Maud Kells is a remarkable woman, and this is a remarkable story. Yet Maud would be the first to downplay that, and the book begins and ends with giving God the glory for all that her story contains.
This is a straightforward autobiography, and you can sometimes wonder in what place you are as you read about various places in Congo (DRC) where Maud found herself at various times. There was also a period in Sudan, of which more later. But certain themes stood out to me as I read this book.
God speaks today
The first was that God speaks through His Word. On a number of occasions Maud received instruction from God about what she was to do, and she stood solidly to what she felt assured of, sometimes (often?) in spite of what her superiors felt was wise.
The book begins and ends with Maud giving God all the glory.
Here is the development of a woman of God from a girl who grew up on a small farm in Northern Ireland, fairly timid, and afraid of mice, to someone who often challenged undisciplined military men, organised building projects, provided all the medical services that she could in a remote and extremely poor part of Congo, changed the conditions in which many people lived, and whose joy was found in sharing the gospel with any who would listen.
Inspired by Dr Helen
She went to Congo because she was inspired by the story of Dr Helen Roseveare, and sensed that God wanted her to go there, despite the fact that WEC was not sending anybody there after the traumatic events of the Simba rebellion of the early 1960s. Her father was opposed to her going, but go she did.

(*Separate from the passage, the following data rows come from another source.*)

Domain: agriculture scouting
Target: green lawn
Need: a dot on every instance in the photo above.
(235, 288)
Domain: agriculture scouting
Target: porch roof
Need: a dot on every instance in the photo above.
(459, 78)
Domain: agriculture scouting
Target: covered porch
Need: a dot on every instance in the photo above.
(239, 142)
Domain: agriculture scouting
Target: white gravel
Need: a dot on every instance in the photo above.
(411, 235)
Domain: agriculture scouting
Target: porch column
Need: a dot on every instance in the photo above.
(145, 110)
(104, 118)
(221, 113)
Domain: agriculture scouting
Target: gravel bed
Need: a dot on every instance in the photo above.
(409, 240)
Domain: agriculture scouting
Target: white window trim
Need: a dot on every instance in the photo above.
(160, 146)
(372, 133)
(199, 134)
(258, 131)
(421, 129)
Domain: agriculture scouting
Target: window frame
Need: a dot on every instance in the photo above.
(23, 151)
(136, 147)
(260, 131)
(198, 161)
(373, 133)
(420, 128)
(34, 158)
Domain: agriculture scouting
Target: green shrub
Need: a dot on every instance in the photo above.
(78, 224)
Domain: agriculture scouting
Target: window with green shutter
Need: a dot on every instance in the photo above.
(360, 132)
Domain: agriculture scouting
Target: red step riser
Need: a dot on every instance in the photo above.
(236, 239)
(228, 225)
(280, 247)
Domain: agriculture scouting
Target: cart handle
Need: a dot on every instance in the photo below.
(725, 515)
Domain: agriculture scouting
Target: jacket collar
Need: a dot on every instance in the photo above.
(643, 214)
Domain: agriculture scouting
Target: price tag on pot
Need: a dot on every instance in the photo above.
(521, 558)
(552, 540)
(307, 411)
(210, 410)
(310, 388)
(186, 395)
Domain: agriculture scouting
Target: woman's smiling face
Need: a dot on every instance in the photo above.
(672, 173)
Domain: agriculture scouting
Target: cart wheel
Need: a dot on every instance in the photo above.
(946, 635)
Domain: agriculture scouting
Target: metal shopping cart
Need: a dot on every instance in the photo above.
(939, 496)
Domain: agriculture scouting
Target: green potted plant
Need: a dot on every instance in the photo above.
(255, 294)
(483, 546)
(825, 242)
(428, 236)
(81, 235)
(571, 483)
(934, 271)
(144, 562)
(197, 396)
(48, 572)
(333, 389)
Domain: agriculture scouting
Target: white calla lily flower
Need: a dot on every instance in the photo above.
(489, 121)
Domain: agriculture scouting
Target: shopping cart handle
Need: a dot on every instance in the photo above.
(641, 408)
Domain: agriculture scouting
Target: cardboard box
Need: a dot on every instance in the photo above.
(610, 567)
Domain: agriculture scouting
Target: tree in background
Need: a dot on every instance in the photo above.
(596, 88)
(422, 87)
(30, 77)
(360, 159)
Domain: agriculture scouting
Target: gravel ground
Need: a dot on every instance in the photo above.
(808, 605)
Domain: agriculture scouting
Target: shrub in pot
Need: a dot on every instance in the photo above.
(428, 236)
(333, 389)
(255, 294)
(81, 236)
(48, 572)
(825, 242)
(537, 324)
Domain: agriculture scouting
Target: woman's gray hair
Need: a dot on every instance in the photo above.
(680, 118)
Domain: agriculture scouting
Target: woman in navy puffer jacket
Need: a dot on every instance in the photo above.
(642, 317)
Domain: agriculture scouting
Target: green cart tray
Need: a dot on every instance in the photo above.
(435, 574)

A thread runs through this story of the economic and social collapse of Congo. When she went out in 1968 the infrastructure was quite good. By the end of the century there was civil war, and she was evacuated, either from her home in Mulita or out of the country, on a number of occasions.
Planes, air miles and 4x4s
Maud pays tribute a number of times to the services of MAF, and if they gave frequent flyer points Maud would surely have accumulated a good stash of them.
Maud lost a lot of things. Two Land-Rovers went (in very different circumstances), goods stored while she was evacuated or out of the country rotted away or were looted, family treasures were stolen, and there was even a burglary at her house in Northern Ireland. The most precious possession, apart from her Bible, was her passport, and she mainly managed to hold on to that.
When her mother died Maud took a break for seven years to look after her father. She had not been in Congo long, and it was evidently a difficult choice for her to make. But both her parents made a commitment to Jesus before they died.
In 1999 Maud went to south Sudan seconded to Samaritan’s Purse, working in the shadow of government planes bombing the area. Later she returned to Congo, but the situation was very unstable. But in the midst of that, she recounts a Christmas conference at Ibambi where remarkable signs of revival reminiscent of those of the 1950s were witnessed.
Drama in Mulita
In 2015 Maud was shot by robbers at her home in Mulita, and very nearly lost her life. MAF to the rescue once more! She returned to Northern Ireland to awards, including the OBE. She was then 76, and by rights that should be the end of the story. But she returned to Congo to seek justice for workers who had wrongly been accused of being involved in her shooting, and picked up a medal from the Congolese government as well.
Maud is a woman of humility and determination. She never minded being the only European (missionary or otherwise) in her remote home in Congo. She loved people, and enjoyed the company of African Christians.
And if she could help babies come in to the world safely, alleviate pain and suffering, and talk about Jesus and lead people to know him, she was fulfilled.